19:52:52 <achow101> sipa: yes, but I don't really like having to introduce yet another set of derivation paths that people have to consider
19:53:00 <achow101> vs. using existing standards
19:53:22 <sipa> achow101: that's why you encode it as a descriptor; it's universal :)
19:53:41 <sipa> but sure- i agree at a high level it's unnecessary to introduce new standards when existing ones exist
19:54:01 <sipa> the question is whether hardened or unhardened is more desirable - i don't know, and it may depend on the situation
19:54:07 <gmaxwell> This is just broken.
19:54:23 <achow101> ?
19:54:47 <gmaxwell> 'existing standards' were made by people considering entirely different use cases and deployment enviroments (hardware wallets)
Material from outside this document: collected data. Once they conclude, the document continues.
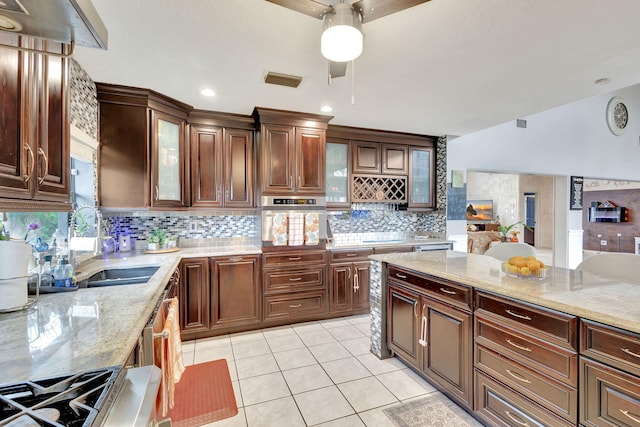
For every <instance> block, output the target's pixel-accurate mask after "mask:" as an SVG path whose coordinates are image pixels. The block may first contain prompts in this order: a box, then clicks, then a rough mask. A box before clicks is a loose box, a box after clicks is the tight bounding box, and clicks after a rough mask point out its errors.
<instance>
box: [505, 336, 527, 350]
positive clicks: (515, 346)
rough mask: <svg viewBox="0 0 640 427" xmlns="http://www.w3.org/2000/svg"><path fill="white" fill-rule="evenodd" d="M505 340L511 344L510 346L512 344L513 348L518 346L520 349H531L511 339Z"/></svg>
mask: <svg viewBox="0 0 640 427" xmlns="http://www.w3.org/2000/svg"><path fill="white" fill-rule="evenodd" d="M507 342H508V343H509V344H511V345H512V346H514V347H515V348H519V349H520V350H522V351H531V349H530V348H529V347H523V346H521V345H519V344H516V343H514V342H513V341H511V340H510V339H507Z"/></svg>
19:55:17 <gmaxwell> and with a different focus on security (a lot closer to 'who cares')
19:55:32 <sipa> well when we'd use a nonhardened derivation (for external reasons) it makes sense to follow those standards
19:55:46 <sipa> the question remains whether or not to use hardened or not
19:56:00 <gmaxwell> sipa: it might, if it is otherwise fine and would actually result in some kind of useful compatibility.
19:56:33 <gmaxwell> like we'll never be compatible with electrum (say) by using the same path, simply because we generate parllel native and compatibility addresses.
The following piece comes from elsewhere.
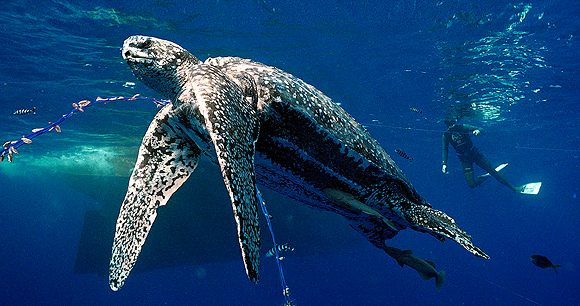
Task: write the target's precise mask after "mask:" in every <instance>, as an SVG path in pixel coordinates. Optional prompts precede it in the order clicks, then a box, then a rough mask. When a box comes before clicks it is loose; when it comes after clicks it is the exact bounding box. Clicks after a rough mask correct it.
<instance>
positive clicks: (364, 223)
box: [109, 36, 489, 290]
mask: <svg viewBox="0 0 580 306" xmlns="http://www.w3.org/2000/svg"><path fill="white" fill-rule="evenodd" d="M122 54H123V58H124V59H125V60H126V61H127V63H128V65H129V67H130V68H131V69H132V71H133V73H134V74H135V76H136V77H137V78H138V79H139V80H141V81H142V82H143V83H144V84H146V85H147V86H149V87H150V88H152V89H153V90H155V91H156V92H158V93H159V94H160V95H162V96H164V97H166V98H168V99H170V100H171V101H172V102H173V103H172V104H169V105H167V106H165V107H163V108H162V109H161V110H160V111H159V112H158V113H157V115H156V116H155V118H154V119H153V121H152V122H151V124H150V126H149V129H148V130H147V132H146V134H145V136H144V138H143V142H142V144H141V147H140V149H139V155H138V157H137V162H136V164H135V169H134V171H133V174H132V175H131V179H130V181H129V188H128V190H127V194H126V196H125V200H124V201H123V204H122V207H121V211H120V213H119V217H118V220H117V226H116V233H115V239H114V242H113V250H112V258H111V263H110V275H109V280H110V286H111V288H112V289H113V290H118V289H119V288H120V287H121V286H122V285H123V284H124V282H125V280H126V278H127V276H128V275H129V272H130V271H131V269H132V268H133V266H134V265H135V262H136V260H137V256H138V255H139V253H140V251H141V248H142V246H143V244H144V243H145V239H146V238H147V234H148V233H149V230H150V228H151V226H152V224H153V222H154V220H155V217H156V215H157V208H158V207H160V206H162V205H165V204H166V203H167V201H168V200H169V198H170V196H171V195H172V194H173V192H175V191H176V190H177V189H178V188H179V187H180V186H181V185H182V184H183V183H184V182H185V181H186V180H187V178H188V177H189V176H190V175H191V173H192V172H193V171H194V170H195V168H196V166H197V163H198V161H199V159H200V158H201V156H202V155H204V156H207V157H208V158H209V159H210V160H211V161H213V162H214V163H215V164H217V165H219V167H220V169H221V172H222V176H223V178H224V183H225V186H226V188H227V190H228V193H229V196H230V199H231V203H232V207H233V212H234V217H235V219H236V222H237V230H238V237H239V243H240V248H241V251H242V258H243V260H244V264H245V267H246V272H247V274H248V276H249V278H250V280H251V281H253V282H257V281H258V278H259V273H258V272H259V271H258V270H259V248H260V234H259V224H258V205H259V203H258V200H257V188H256V184H259V185H263V186H266V187H268V188H271V189H273V190H275V191H277V192H279V193H281V194H284V195H287V196H289V197H291V198H293V199H296V200H298V201H300V202H303V203H305V204H308V205H310V206H313V207H317V208H320V209H324V210H328V211H332V212H335V213H338V214H341V215H342V216H344V217H346V218H347V219H348V220H349V222H350V224H351V225H352V227H353V228H354V229H356V230H357V231H359V232H360V233H362V234H363V235H364V236H365V237H366V238H367V239H368V240H369V241H370V242H371V243H373V244H374V245H375V246H377V247H379V248H384V246H385V240H386V239H389V238H392V237H393V236H395V235H396V234H397V232H398V231H399V230H402V229H405V228H407V227H409V228H412V229H414V230H417V231H420V232H427V233H430V234H432V235H433V236H435V237H437V238H438V239H440V240H444V237H449V238H451V239H453V240H455V241H457V242H458V243H459V244H461V245H462V246H463V247H465V248H466V249H467V250H468V251H470V252H471V253H473V254H475V255H477V256H480V257H484V258H489V257H488V256H487V254H485V253H484V252H483V251H482V250H480V249H479V248H478V247H476V246H475V245H473V244H472V243H471V237H470V236H469V235H468V234H467V233H465V232H464V231H463V230H461V229H460V228H459V227H458V226H457V225H456V224H455V221H454V220H453V219H451V218H450V217H448V216H447V215H446V214H445V213H443V212H440V211H437V210H435V209H433V208H431V205H430V204H429V203H428V202H427V201H425V200H424V199H423V198H422V197H421V196H420V195H419V194H418V193H417V191H416V190H415V189H414V188H413V186H412V185H411V183H410V182H409V180H408V179H407V178H406V177H405V175H404V174H403V173H402V172H401V170H400V169H399V167H397V165H396V164H395V163H394V162H393V160H392V159H391V158H390V157H389V155H388V154H386V153H385V151H384V150H383V149H382V148H381V146H380V145H379V144H378V142H377V141H376V140H374V139H373V138H372V137H371V136H370V135H369V133H368V132H367V131H366V130H365V129H364V128H363V127H362V126H361V125H360V124H358V123H357V122H356V121H355V120H354V119H353V118H352V117H351V116H350V115H349V114H347V113H346V112H345V111H344V110H343V109H342V108H341V107H340V106H338V105H337V104H336V103H334V102H333V101H332V100H331V99H330V98H329V97H327V96H325V95H324V94H323V93H322V92H320V91H319V90H317V89H316V88H314V87H313V86H311V85H308V84H306V83H305V82H303V81H302V80H300V79H298V78H296V77H294V76H292V75H291V74H288V73H286V72H284V71H282V70H280V69H278V68H275V67H270V66H266V65H263V64H260V63H257V62H253V61H251V60H248V59H242V58H237V57H217V58H209V59H207V60H206V61H204V62H201V61H199V60H198V59H197V58H196V57H195V56H193V55H192V54H191V53H189V52H188V51H187V50H185V49H184V48H182V47H180V46H178V45H177V44H175V43H172V42H169V41H166V40H161V39H158V38H153V37H146V36H132V37H129V38H128V39H127V40H125V43H124V46H123V51H122ZM200 192H203V191H201V190H200ZM329 194H332V195H334V194H338V195H345V196H344V197H343V198H342V199H341V198H340V197H334V196H329ZM199 234H200V235H201V234H202V233H199Z"/></svg>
19:56:54 <achow101> gmaxwell: the plan for descriptor wallets is not generate them in parallel
19:57:15 <achow101> each address type will have it's own derivation path base
19:57:48 <sipa> yeah, so your bitcoin core wallet will correspond to a union of several things that are (possibly) compatible with an electrum wallet individually
19:58:55 <gmaxwell> a wallet where you can recover part of the funds and the rest are just invisibly lost isn't compatible though, if anything its a liability.
19:59:13 <sipa> right
20:00:42 <achow101> anywys, it seems like the preference is to use hardened
20:01:11 <gmaxwell> Generally thats my strong preference, except in cases where there is a 'application layer' gain from otherwise.
20:01:43 <gmaxwell> Not just some 'its easier to write this way' or 'wallet file is somewhat smaller for unspecified benenfits'
20:02:43 <sipa> seems we're out of time
20:03:05 <gmaxwell> I really regret ever coming up with public derrivation and wish I could take it back,  The original application I had for it is still unavailable to people (so your web server could securely generate fresh addresses for you) in practice... and it gets applied *everywhere* simply because reusing a key is simpler to implement.
20:03:26 <achow101> well that's all I had for today. there was something else I wanted to discuss, but I don't remember what that was
20:03:40 <achow101> so clearly it wasn't very important
20:04:19 <gmaxwell> .. and its resulted in funds loss, and it also results in expectations we won't be able to support for post ECC keys.